Compute and storage setup
The Syntasa application node is an EC2 instance that will reside in the public subnet SYNTASA-EC2-SUBNET with docker and a few other technologies installed on it. The following will outline the requirements for the AWS infrastructure:
- EC2 key pairs - A key pair needs to be created to be able to SSH to the EC2 and EMR instances. The suggested name for this is SYNTASA-SSH-KeyPair.
- EC2 instance - The Syntasa application node, SYNTASA-APPLICATION-NODE, will need a minimum of 8 cores and 52 GB of memory, i.e. r5a.2xlarge or r4.2xlarge. This instance will utilize the resources created in previous steps, e.g. VPC, subnet, IAM role, security group, etc.
- S3 configuration bucket - An S3 bucket, syntasa-bucket, is needed before the application is installed for configuration and other files. The S3 bucket will utilize the policy created previously and contain the following folders: syn-cluster-config, syn-cluster-data, syn-cluster-logs.
Syntasa supports a wide variety of output database locations instead of Amazon Athena. If choosing to use Amazon Redshift instead of Athena there two options for configuring a cluster:
- A Redshift cluster in the same VPC as the Syntasa components. This option is presented in the previous diagram.
- A Redshift cluster in another, external VPC.
For either option, the Redshift cluster needs to be set up so that the SYNTASA-VPC and subnets SYNTASA-EMR-SUBNET and SYNTASA-EC2-SUBNET have access to the cluster via firewall rules. This is usually done by attaching a security group to the Redshift cluster.
The minimum and recommended sizing of the cluster are as follows:
- Instance type - Minimum: dc2.large. Recommended: dc2.8xlarge
- Instance count - Minimum: 1 node. Recommended: 3 nodes.
- Cluster permissions - An IAM role that has permissions to read/write from the database that the Syntasa application will use to write output tables.
Lastly, the cluster requires the following parameters:
- Hostname - For example, SYNTASA-REDSHIFT. If the cluster is created within the Syntasa VPC the private IP is to be used; if an external VPC the public IP is to be used.
- Database - A database within the Redshift cluster is where the Syntasa application will create output tables.
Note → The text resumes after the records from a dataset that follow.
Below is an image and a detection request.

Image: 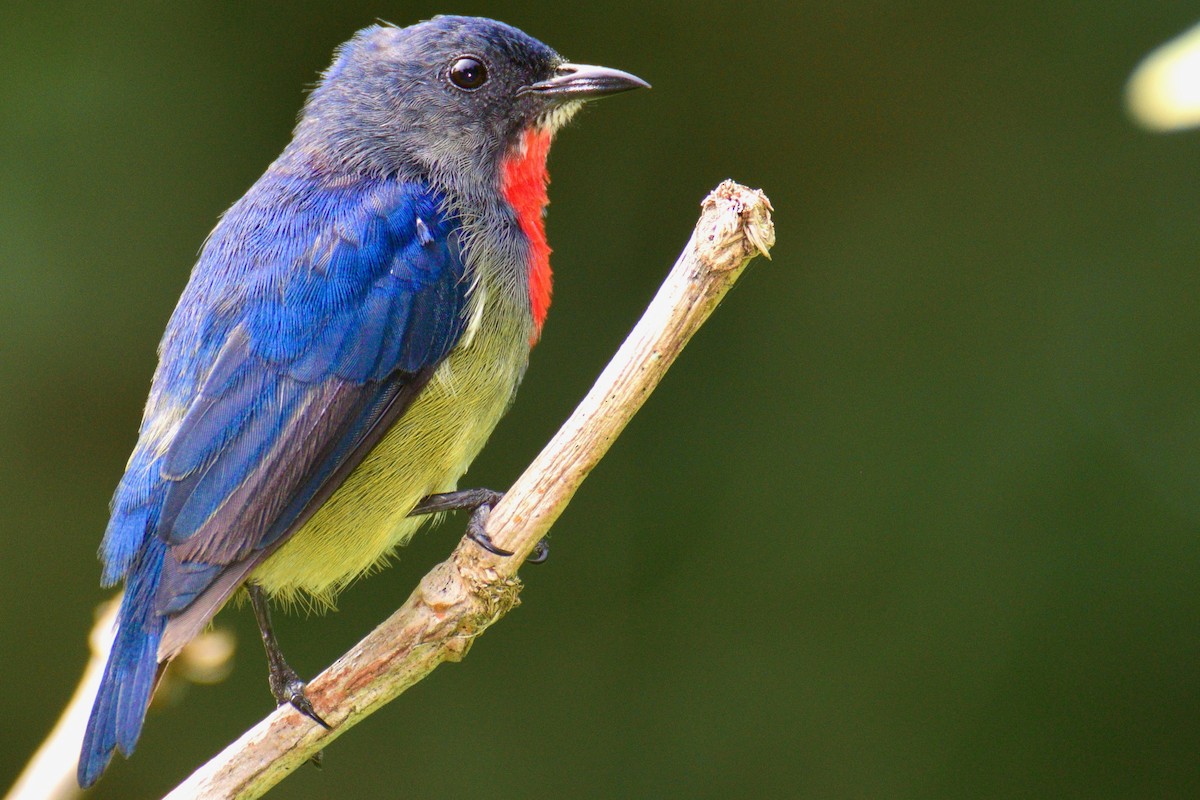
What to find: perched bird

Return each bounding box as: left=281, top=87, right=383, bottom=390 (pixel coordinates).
left=78, top=17, right=647, bottom=787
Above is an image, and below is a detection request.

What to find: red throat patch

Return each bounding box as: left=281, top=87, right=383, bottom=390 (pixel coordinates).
left=500, top=128, right=551, bottom=345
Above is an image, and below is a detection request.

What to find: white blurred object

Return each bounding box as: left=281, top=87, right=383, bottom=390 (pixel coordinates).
left=1126, top=25, right=1200, bottom=131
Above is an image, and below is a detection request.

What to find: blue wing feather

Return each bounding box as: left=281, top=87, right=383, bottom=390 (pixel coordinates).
left=79, top=172, right=468, bottom=786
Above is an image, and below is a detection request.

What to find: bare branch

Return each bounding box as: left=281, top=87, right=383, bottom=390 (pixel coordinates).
left=14, top=181, right=775, bottom=800
left=168, top=181, right=775, bottom=800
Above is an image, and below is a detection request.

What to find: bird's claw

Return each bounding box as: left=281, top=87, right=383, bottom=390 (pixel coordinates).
left=467, top=505, right=512, bottom=558
left=270, top=664, right=334, bottom=730
left=408, top=489, right=550, bottom=564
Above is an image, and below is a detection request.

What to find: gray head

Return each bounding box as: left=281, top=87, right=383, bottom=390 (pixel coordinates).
left=284, top=17, right=648, bottom=191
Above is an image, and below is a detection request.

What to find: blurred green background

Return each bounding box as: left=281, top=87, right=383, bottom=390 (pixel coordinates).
left=0, top=0, right=1200, bottom=799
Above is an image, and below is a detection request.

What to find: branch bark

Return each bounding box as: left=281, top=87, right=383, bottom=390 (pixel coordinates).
left=9, top=181, right=775, bottom=800
left=167, top=181, right=775, bottom=800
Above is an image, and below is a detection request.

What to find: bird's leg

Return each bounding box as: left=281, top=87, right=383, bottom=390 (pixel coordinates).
left=408, top=489, right=550, bottom=564
left=246, top=583, right=332, bottom=734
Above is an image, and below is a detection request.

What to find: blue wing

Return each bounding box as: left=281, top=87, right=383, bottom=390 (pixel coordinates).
left=79, top=173, right=467, bottom=786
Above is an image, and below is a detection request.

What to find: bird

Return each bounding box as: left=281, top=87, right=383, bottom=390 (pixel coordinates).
left=77, top=16, right=649, bottom=787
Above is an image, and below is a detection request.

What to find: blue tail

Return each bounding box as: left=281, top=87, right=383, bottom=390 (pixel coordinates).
left=78, top=536, right=167, bottom=788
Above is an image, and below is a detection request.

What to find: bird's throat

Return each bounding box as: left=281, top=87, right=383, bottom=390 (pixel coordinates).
left=500, top=127, right=552, bottom=344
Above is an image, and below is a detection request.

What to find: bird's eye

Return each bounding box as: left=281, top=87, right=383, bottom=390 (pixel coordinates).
left=450, top=55, right=487, bottom=91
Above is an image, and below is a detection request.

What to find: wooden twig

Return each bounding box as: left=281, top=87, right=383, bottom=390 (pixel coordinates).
left=7, top=181, right=775, bottom=800
left=167, top=181, right=775, bottom=800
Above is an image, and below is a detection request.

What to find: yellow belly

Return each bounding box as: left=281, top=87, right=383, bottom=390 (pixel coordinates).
left=252, top=309, right=528, bottom=607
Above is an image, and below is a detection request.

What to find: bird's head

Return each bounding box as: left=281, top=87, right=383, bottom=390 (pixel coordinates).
left=292, top=17, right=648, bottom=191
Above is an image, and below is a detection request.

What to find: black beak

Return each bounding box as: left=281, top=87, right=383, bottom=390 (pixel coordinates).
left=520, top=64, right=650, bottom=102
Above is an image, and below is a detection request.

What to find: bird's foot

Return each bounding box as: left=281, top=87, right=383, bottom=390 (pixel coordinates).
left=408, top=489, right=550, bottom=564
left=269, top=658, right=334, bottom=730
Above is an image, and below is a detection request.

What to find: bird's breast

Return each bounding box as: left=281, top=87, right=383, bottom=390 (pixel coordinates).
left=253, top=279, right=529, bottom=606
left=500, top=128, right=551, bottom=344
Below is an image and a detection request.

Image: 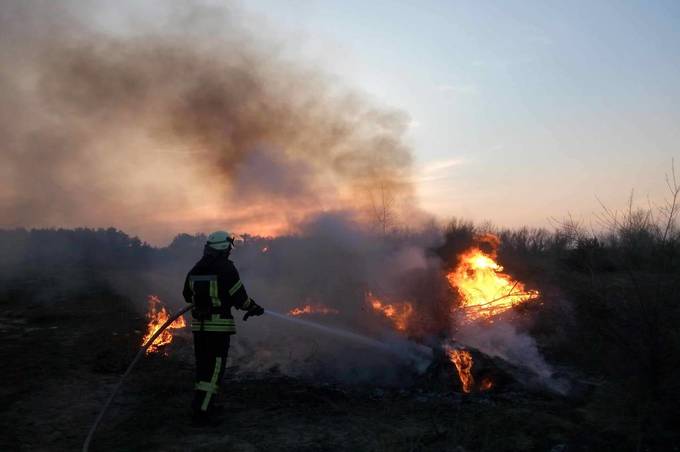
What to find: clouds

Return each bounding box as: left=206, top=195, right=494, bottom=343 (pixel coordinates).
left=0, top=1, right=411, bottom=241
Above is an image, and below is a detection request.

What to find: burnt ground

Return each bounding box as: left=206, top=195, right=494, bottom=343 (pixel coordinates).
left=0, top=289, right=596, bottom=451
If one is not available then create a database called 'syntasa' or leave the default 'dev' database if there is nothing else running on the cluster.
- Username - A username that the Syntasa application will use to write to the cluster and has access to the above database.
- Password - Password for the above user.
- IAM Role - An IAM role to use for Redshift COPY commands. Please make sure this role has read/write access to the database created for the Syntasa output tables.
Installing the Syntasa software
After the foundation within your VPC has been established, the Syntasa software can now be installed on top of that foundation. Typically the installation of the software will be performed by the Syntasa services team.